A reseeding annual, allowed to reseed, is an act of subversion. Corporate garden seeds are hybrids, crossed and crossed to provide one year’s robust growth, and then an astounding lack of fertility afterwards. They’re like a come on with nowhere to come to.
Last year, I broadcast California poppy seeds in a new garden bed in the front of my house. I got a few plants from those seeds, which then produced a huge number of new plants that are sprouting this spring – more than can actually grow in the space where they are growing.

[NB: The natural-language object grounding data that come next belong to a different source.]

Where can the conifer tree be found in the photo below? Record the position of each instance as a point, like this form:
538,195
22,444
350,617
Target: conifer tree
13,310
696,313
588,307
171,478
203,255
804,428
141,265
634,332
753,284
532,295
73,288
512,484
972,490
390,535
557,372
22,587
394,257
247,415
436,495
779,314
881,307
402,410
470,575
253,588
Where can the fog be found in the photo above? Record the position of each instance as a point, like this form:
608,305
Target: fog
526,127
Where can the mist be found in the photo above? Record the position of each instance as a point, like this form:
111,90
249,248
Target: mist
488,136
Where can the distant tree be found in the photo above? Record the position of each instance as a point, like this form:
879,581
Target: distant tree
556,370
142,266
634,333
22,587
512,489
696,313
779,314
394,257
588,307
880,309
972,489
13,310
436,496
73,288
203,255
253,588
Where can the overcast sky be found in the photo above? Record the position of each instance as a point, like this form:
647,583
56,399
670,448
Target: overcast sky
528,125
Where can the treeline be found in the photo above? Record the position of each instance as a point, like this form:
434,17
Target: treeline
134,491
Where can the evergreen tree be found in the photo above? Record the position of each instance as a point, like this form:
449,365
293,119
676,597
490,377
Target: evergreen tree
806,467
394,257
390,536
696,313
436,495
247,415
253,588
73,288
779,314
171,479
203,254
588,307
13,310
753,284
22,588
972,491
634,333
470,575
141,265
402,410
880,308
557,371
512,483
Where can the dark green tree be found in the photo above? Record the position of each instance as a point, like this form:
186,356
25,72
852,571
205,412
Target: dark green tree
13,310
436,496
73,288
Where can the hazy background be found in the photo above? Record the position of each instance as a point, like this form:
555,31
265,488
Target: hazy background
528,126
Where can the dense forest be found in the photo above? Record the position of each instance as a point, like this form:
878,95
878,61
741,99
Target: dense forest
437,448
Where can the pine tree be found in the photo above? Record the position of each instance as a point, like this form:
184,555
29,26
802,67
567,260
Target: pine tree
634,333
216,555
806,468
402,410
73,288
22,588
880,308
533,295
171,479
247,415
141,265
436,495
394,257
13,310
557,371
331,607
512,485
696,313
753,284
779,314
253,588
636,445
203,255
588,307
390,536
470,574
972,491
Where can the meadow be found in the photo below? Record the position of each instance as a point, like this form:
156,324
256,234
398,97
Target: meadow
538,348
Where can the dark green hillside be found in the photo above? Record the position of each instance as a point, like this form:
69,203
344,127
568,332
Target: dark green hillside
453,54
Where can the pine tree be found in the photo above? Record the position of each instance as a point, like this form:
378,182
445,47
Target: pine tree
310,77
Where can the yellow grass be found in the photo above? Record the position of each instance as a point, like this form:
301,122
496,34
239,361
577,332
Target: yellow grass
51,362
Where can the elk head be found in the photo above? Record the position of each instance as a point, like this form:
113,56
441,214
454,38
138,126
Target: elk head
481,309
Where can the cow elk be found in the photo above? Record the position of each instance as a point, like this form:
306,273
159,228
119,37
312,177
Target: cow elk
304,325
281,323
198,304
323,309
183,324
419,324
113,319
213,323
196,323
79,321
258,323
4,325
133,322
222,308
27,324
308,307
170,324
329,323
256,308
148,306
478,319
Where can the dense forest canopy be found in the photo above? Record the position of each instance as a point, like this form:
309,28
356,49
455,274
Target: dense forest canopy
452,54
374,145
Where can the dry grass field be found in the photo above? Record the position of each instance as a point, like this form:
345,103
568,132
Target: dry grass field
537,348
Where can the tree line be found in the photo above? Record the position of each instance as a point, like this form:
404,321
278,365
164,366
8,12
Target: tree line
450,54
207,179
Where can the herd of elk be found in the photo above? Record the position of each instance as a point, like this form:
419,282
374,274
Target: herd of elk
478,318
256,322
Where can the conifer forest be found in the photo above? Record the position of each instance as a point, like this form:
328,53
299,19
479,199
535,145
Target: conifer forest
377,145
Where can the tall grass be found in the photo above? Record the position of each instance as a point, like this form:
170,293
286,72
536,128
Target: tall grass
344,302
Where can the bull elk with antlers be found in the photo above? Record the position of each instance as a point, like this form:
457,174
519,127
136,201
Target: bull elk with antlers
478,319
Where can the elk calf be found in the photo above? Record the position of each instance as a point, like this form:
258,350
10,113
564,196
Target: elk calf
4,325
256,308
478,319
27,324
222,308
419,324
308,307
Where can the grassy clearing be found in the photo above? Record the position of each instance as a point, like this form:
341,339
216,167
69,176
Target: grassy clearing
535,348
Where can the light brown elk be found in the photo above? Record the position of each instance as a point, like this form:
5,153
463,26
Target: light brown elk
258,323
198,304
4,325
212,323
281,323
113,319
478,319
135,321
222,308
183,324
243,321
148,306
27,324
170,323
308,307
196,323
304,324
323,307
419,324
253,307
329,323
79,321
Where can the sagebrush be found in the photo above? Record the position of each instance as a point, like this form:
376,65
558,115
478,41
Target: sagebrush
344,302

If I had followed corporate garden advice, I would have “cleaned up” my flower bed in the autumn, and that would have resulted in removing a lot of poppy seeds from the bed, turning over the soil with no roots left in it to hold the earth together, thus allowing seeds and soil alike to be washed away. Would I have had so many California poppies growing this year?
I certainly wouldn’t have had enough seedlings to allow me to thin and redistribute them as I did yesterday, taking poppy seedlings back to this year’s new flower bed, a patch of hardy plants like mint, lily of the valley, Japanese iris, chives and yarrow that is growing where last year there was only lawn.
I will not need to cultivate this new bed. Perennials and self-seeding annuals will establish dominance quickly, and not allow more weeds than can be pulled by hand. Soon, I’ll be able to take more divisions and seedlings from that bed and put it in other areas, pushing the lawn back further.
My garden will expand without me needing to go to any garden center to buy overbred, pumped up annual flowers. As the years progress, those California poppies will become less and less like what’s available in the sealed seed packets. They’ll breed, and mix genes, and evolve locally.
No fertilizers. No pesticides. No mowing. No rototilling.
Yesterday afternoon it rained, right after I transplanted the California poppies. It was free water distilled at no charge from a puddle far away using solar energy. That may be bad for the garden supply corporations, and for Pepsi’s bottled water business, but it’s good for me.